New Policy: Pemkab Lombok Timur siap fasilitasi perbaikan IPAL dapur MBG
Pemkab Lombok Timur Bantu Perbaikan IPAL Dapur MBG
Lombok Timur, NTB – Pemerintah Kabupaten Lombok Timur menyiapkan dukungan untuk memperbaiki sistem pengolahan air limbah (IPAL) di dapur program makan bergizi gratis (MBG), setelah unit tersebut ditutup sementara karena tidak mencapai standar operasional. Menurut Kepala Dinas Lingkungan Hidup (DLH) Lombok Timur, Pathurahman, penyebab penutupan operasional SPPG adalah kurangnya kualitas sistem IPAL.

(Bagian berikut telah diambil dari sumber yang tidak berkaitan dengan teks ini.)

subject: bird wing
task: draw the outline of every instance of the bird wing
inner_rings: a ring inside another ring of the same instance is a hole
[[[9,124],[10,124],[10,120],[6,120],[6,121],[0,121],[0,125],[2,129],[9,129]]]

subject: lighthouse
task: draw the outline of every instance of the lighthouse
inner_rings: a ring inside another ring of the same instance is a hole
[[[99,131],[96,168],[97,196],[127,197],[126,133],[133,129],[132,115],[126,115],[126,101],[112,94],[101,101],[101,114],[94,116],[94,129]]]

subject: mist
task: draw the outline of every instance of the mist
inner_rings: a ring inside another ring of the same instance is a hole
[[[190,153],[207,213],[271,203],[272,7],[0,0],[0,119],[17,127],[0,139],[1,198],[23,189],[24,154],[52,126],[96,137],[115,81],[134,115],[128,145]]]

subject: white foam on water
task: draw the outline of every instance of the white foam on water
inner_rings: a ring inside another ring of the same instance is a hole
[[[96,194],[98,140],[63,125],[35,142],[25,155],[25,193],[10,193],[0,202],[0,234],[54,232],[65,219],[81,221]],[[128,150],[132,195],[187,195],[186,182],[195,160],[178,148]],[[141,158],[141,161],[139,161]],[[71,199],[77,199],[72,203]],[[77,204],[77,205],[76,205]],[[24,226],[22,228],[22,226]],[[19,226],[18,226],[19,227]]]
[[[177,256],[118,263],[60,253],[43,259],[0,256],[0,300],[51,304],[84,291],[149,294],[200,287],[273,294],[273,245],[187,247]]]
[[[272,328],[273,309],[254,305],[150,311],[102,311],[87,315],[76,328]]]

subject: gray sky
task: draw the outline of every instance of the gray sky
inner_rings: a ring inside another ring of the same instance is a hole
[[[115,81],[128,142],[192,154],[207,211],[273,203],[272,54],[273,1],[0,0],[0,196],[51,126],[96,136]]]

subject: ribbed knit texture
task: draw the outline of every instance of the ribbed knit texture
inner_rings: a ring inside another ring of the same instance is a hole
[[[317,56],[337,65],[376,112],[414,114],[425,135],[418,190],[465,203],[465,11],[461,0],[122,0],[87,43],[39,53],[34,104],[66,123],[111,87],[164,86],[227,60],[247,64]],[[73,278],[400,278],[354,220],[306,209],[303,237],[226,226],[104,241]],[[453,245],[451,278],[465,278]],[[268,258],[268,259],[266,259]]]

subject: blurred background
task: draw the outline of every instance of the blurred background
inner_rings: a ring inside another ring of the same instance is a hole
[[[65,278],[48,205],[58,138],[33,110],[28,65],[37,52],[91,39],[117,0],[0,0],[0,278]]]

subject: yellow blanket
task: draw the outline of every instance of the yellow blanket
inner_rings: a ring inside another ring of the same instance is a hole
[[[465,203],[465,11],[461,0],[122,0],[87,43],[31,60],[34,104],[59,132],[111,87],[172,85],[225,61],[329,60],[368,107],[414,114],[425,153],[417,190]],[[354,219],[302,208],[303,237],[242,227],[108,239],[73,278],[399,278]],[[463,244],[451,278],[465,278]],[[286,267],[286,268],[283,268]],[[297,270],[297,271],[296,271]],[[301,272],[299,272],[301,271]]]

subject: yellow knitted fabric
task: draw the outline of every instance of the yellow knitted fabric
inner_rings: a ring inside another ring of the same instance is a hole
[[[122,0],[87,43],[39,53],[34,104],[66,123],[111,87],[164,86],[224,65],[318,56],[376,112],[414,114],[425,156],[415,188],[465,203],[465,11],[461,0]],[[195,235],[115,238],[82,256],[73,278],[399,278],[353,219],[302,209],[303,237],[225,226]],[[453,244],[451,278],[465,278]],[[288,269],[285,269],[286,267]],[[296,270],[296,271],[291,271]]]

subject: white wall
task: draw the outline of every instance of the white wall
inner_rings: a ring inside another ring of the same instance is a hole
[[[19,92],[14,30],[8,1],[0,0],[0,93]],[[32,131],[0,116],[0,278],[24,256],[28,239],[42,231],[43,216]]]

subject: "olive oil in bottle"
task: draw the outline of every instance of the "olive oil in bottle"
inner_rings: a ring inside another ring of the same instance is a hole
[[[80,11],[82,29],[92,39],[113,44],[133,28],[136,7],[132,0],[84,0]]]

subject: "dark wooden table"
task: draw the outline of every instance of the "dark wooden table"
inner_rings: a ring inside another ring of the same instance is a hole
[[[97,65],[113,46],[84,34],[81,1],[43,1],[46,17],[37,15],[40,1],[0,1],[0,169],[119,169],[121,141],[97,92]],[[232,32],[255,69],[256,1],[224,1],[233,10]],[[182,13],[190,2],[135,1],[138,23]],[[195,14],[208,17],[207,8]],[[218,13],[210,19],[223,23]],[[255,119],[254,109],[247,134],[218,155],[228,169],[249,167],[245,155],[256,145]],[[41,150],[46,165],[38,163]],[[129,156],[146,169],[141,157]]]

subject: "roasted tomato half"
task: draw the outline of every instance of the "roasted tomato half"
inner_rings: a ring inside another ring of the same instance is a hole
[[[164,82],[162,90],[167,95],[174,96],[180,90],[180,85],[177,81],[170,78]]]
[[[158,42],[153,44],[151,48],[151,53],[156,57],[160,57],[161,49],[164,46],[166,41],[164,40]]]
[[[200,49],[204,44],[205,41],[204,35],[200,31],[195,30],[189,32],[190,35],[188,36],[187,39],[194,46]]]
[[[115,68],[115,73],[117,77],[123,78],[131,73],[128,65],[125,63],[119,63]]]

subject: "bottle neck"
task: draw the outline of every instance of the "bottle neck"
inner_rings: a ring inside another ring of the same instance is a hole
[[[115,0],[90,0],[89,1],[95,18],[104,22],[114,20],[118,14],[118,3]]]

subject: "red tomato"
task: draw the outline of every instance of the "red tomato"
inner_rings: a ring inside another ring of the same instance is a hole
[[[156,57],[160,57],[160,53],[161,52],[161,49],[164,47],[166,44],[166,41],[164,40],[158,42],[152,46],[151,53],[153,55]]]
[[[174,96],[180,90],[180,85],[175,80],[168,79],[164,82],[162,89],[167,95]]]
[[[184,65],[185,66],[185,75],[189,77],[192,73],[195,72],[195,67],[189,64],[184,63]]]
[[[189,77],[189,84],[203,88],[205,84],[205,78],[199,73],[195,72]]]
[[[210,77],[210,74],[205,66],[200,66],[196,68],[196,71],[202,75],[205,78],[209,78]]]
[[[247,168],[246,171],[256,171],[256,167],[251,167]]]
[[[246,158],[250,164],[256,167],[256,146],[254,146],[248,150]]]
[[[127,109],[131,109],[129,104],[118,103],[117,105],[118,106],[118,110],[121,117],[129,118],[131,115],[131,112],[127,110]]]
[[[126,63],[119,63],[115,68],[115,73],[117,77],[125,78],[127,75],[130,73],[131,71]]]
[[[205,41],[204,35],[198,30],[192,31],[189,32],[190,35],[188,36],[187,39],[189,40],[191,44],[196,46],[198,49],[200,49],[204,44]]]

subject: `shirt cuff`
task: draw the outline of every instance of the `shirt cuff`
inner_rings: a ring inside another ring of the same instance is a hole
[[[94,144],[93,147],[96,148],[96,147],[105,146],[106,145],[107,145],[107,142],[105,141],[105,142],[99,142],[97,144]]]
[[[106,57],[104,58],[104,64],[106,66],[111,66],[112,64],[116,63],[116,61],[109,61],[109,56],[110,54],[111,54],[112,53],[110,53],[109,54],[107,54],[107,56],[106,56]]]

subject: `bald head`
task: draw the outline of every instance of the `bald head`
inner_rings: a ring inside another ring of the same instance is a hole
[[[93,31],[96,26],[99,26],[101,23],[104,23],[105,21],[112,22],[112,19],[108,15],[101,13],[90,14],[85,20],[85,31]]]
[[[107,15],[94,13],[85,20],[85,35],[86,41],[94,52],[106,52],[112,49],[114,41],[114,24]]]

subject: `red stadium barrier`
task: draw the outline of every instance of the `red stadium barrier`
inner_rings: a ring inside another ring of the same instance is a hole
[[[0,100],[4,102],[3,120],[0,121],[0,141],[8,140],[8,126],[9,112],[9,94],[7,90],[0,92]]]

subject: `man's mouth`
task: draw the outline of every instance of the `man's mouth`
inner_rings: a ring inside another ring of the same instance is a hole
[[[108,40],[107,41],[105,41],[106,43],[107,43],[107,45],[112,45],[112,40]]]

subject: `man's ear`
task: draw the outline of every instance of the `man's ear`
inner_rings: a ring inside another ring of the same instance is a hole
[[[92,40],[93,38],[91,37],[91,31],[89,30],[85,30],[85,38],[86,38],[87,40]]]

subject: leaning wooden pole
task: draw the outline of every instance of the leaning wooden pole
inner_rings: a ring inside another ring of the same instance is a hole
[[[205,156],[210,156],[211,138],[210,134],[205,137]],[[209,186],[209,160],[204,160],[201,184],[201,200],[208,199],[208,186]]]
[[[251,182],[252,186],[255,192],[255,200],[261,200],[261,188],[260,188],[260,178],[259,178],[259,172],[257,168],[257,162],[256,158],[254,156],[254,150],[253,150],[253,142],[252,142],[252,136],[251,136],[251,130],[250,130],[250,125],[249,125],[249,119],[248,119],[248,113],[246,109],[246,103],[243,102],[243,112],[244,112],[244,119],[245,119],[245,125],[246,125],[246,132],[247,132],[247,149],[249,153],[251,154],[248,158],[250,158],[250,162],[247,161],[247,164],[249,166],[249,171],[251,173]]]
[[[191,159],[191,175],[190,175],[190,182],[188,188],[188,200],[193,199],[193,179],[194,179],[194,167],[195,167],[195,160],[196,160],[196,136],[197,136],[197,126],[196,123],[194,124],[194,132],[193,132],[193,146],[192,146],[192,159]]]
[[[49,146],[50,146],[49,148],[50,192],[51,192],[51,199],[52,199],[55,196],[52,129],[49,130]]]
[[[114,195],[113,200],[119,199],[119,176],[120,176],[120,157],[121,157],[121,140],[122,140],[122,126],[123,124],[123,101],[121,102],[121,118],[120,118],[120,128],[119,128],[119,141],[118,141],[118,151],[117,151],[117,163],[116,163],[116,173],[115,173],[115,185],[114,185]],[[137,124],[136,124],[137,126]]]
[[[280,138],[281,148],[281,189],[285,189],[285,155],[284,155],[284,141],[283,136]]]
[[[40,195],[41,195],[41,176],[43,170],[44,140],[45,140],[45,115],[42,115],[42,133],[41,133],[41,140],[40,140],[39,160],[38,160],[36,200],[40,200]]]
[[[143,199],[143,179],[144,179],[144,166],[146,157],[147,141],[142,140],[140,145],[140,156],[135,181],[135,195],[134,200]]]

Komitmen Dukungan dari Pemkab
Pathurahman menjelaskan bahwa DLH akan memberikan bimbingan khusus dalam pengelolaan limbah, agar tidak merusak lingkungan. “Kami siap membantu proses edukasi pembuatan dan pengoperasian IPAL,” katanya, Rabu. Selain itu, pihaknya juga terlibat dalam pengangkutan sampah dan penanganan limbah secara tepat, baik cair maupun padat.
“IPAL yang baik harus dikelola dengan baik, sehingga tidak menyebabkan pencemaran lingkungan,” tambah Pathurahman.
Dasar Penutupan Sementara SPPG
Sebelumnya, Badan Gizi Nasional (BGN) menghentikan sementara operasi 302 SPPG di NTB karena belum memenuhi syarat dasar. Hal ini termasuk kurangnya sertifikat laik higiene sanitasi (SLHS) dan instalasi pengolahan air limbah yang belum sesuai standar.
“Kami mengambil keputusan penutupan sementara karena risiko terhadap kualitas makanan dan keamanan pangan,” kata Fathul Gani, Ketua Satgas MBG NTB.
Fathul Gani membenarkan adanya penghentian operasional 302 SPPG tersebut. Ia menyebut keputusan itu berdasarkan surat BGN Nomor 1218/D.TWS/03/2026, tanggal 31 Maret 2026, yang ditandatangani Deputi Bidang Pemantauan dan Pengawasan Wilayah III BGN, Rudi Setiawan.
Dalam surat tersebut, disebutkan dua alasan utama penutupan SPPG, yakni belum memiliki SLHS dan IPAL yang tidak memenuhi standar. “Kedua hal ini penting untuk menjaga kualitas dan keamanan program MBG,” jelas Fathul Gani.